Molte scuole hanno provato a coinvolgerli con incontri, “caffè coi prof”, sportelli di counseling. I risultati sono alterni. La partecipazione aumenta quando le attività toccano bisogni concreti: supporto psicologico, orientamento, formazione per il lavoro.
«Le famiglie non sono incapaci. Sono in difficoltà. E vanno sostenute, non giudicate».
Cosa ci lascia questa esperienza?
La ricerca ha prodotto molti dati, ma soprattutto molte domande. E alcune riflessioni importanti:
• Le categorie rigide non bastano: dispersione, devianza, povertà educativa sono concetti che vanno declinati nella realtà quotidiana, con uno sguardo situato e processuale. Le storie sono sempre più complesse delle etichette.
• Serve più co-progettazione vera: le scuole ricevono molte proposte, ma poche sono costruite insieme. Creare tavoli stabili di lavoro con le associazioni del territorio può aumentare l’efficacia degli interventi.
• Condividere buone pratiche è fondamentale: molte scuole hanno sviluppato strategie efficaci per coinvolgere gli studenti e le famiglie. Mettere queste esperienze in rete, anche attraverso piattaforme digitali, può moltiplicare il loro impatto.

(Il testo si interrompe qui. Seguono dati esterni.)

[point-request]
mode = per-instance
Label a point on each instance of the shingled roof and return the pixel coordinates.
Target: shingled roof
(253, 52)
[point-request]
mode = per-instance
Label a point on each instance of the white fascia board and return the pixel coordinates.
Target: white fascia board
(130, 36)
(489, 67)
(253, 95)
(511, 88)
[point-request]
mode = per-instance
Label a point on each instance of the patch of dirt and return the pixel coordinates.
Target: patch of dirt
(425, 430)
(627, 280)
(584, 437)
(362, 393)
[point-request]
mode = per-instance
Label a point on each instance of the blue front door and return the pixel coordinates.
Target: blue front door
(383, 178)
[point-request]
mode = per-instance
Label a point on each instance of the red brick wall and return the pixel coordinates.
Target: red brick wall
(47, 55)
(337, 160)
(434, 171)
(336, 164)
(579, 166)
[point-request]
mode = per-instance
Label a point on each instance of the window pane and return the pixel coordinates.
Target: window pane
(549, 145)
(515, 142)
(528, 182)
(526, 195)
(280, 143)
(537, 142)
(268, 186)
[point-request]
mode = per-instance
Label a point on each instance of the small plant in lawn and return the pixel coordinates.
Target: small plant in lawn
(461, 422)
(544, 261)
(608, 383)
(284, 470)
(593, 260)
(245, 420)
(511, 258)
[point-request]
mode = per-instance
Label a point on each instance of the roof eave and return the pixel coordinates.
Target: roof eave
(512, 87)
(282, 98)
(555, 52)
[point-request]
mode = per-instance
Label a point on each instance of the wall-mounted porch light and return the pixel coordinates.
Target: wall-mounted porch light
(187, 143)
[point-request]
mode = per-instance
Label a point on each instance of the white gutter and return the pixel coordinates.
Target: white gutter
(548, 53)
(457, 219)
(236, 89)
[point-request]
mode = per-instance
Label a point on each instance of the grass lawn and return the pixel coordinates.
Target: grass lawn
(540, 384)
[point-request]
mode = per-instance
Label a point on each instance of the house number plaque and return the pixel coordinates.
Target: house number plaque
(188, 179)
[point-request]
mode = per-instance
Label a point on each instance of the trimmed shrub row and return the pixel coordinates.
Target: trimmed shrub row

• I genitori non sono un ostacolo, ma una risorsa: se coinvolti nel modo giusto, possono diventare co-protagonisti del progetto educativo.
• Attenzione al tema delle tecnologie: il problema dell’uso-abuso dei dispositivi digitali è stato segnalato da molti insegnanti. È urgente affrontarlo con progetti mirati.
Conclusione: una giostra che gira, nonostante tutto
“Una giostra educante” non è solo un titolo evocativo. È l’immagine di una scuola che resiste, che si reinventa, che prova a offrire ai ragazzi di Giostra un’alternativa possibile. Nonostante la scarsità di risorse, nonostante il contesto, nonostante la fatica quotidiana.
Questa ricerca ci restituisce un messaggio chiaro: non esistono territori condannati, ma solo contesti in cui serve più coraggio, più alleanze, più ascolto. E forse, anche un po’ di fiducia in quelle giostre educative che, pur cigolando, continuano a girare.